La notion de députés non inscrits, fréquente dans les parlements francophones, n’est pas pertinente en droit parlementaire québécois, qui lui préfère celle, assez comparable au demeurant, de députés indépendants. Rappelons que, en dehors du président, tout député qui n’appartient à aucun groupe parlementaire siège à titre de député indépendant [RAN, art. 13].

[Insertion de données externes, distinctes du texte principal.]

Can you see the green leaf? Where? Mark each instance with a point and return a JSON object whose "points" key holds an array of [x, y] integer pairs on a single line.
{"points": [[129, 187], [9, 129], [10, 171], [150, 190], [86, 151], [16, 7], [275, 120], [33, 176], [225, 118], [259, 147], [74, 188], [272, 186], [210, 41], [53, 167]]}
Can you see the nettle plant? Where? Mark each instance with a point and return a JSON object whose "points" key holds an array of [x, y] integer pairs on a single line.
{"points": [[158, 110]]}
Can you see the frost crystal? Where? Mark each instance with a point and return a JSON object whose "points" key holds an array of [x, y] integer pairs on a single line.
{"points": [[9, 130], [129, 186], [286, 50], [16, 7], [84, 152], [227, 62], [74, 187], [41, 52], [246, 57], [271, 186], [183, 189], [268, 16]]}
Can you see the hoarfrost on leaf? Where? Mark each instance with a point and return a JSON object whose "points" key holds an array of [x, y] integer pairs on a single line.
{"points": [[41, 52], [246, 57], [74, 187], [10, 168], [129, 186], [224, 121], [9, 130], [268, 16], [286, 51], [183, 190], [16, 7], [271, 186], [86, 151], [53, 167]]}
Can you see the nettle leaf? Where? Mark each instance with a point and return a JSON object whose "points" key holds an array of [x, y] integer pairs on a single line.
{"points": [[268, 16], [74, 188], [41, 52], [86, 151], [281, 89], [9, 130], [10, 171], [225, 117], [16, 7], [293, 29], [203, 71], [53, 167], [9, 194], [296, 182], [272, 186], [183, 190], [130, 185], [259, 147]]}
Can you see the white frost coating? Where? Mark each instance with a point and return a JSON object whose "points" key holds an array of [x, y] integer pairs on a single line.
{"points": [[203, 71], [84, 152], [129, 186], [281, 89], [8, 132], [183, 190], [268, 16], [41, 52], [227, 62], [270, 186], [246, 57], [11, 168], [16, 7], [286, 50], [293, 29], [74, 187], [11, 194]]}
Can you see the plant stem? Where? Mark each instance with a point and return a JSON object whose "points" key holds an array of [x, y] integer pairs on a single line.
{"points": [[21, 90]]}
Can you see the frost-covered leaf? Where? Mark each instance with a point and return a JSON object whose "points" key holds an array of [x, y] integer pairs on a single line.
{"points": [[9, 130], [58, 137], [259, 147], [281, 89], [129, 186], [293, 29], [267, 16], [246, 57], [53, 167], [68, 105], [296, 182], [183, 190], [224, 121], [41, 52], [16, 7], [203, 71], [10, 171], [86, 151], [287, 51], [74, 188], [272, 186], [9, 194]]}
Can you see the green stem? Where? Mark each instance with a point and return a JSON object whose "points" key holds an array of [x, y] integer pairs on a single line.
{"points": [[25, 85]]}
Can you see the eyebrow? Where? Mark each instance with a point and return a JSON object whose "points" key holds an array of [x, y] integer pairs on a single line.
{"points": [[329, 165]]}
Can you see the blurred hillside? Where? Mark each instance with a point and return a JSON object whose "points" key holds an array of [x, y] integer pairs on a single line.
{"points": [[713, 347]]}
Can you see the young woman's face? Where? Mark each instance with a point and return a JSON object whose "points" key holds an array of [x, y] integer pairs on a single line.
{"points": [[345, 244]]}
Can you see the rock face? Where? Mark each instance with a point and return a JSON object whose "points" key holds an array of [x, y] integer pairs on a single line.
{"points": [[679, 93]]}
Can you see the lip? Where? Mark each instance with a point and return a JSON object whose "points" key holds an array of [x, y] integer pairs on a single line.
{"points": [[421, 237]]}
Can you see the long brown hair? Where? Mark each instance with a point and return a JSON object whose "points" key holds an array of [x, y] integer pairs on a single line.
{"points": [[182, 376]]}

À l’Assemblée nationale, la situation du député indépendant est contrastée. Sur le plan politique, n’étant pas soumis à la discipline de groupe, il bénéficie d’une réelle liberté de parole et peut voter librement. En revanche, dans le cadre des travaux parlementaires quotidiens, il est dans une situation relativement précaire puisque c’est la loi du nombre qui établit les rapports de force à l’Assemblée et que le Règlement confère un rôle central aux groupes parlementaires.
Telle est la raison pour laquelle la présidence, gardienne des droits de la minorité, assure la protection des députés indépendants. Pour ce faire, elle peut bien sûr utiliser son pouvoir d’interpréter les règles de procédure, mais elle peut aussi s’appuyer sur les dispositions du Règlement relatives aux droits des députés indépendants.
Ainsi, le président doit tenir compte de la présence des députés indépendants avant de prendre certaines décisions : lorsqu’il détermine l’ordre dans lequel seront débattues les affaires inscrites par les députés de l’opposition, le sujet d’une interpellation, la répartition des motions de censure ou l’ordre des débats de fin de séance. De même, le président doit veiller à protéger les droits des députés indépendants lors de réunions avec les leaders tenues pour fixer les modalités des débats restreints.
Pour la période des questions et réponses orales, la présidence a établi certaines modalités quant au rang et à la fréquence des questions principales qu’elle entend attribuer aux députés indépendants [9] .

Un député indépendant peut être membre d’une commission, auquel cas, la composition de celle-ci est portée à douze membres au lieu de dix (cf. supra).

S’agissant de la participation des députés indépendants aux travaux des commissions, le Règlement leur reconnaît un droit particulier puisqu’ils peuvent participer aux travaux d’une commission qui étudie un projet de loi, même s’ils sont membres d’une autre commission. Lorsqu’ils utilisent cette faculté, ils peuvent présenter des motions, mais ils ne peuvent cependant pas voter.

Certaines dispositions législatives permettent aussi à des députés indépendants de bénéficier de certains droits. Ainsi, un député qui siège à titre d’indépendant au sens de l’article 13 du Règlement peut devenir membre du Bureau de l’Assemblée nationale, à condition, bien sûr, qu’il représente un parti [LAN, art. 88].

De même, depuis la dernière session de la 34e législature, tout député indépendant – qu’il représente un parti ou non – peut recevoir un budget aux fins de recherche et de soutien, possibilité auparavant réservée aux partis politiques représentés à l’Assemblée nationale [10].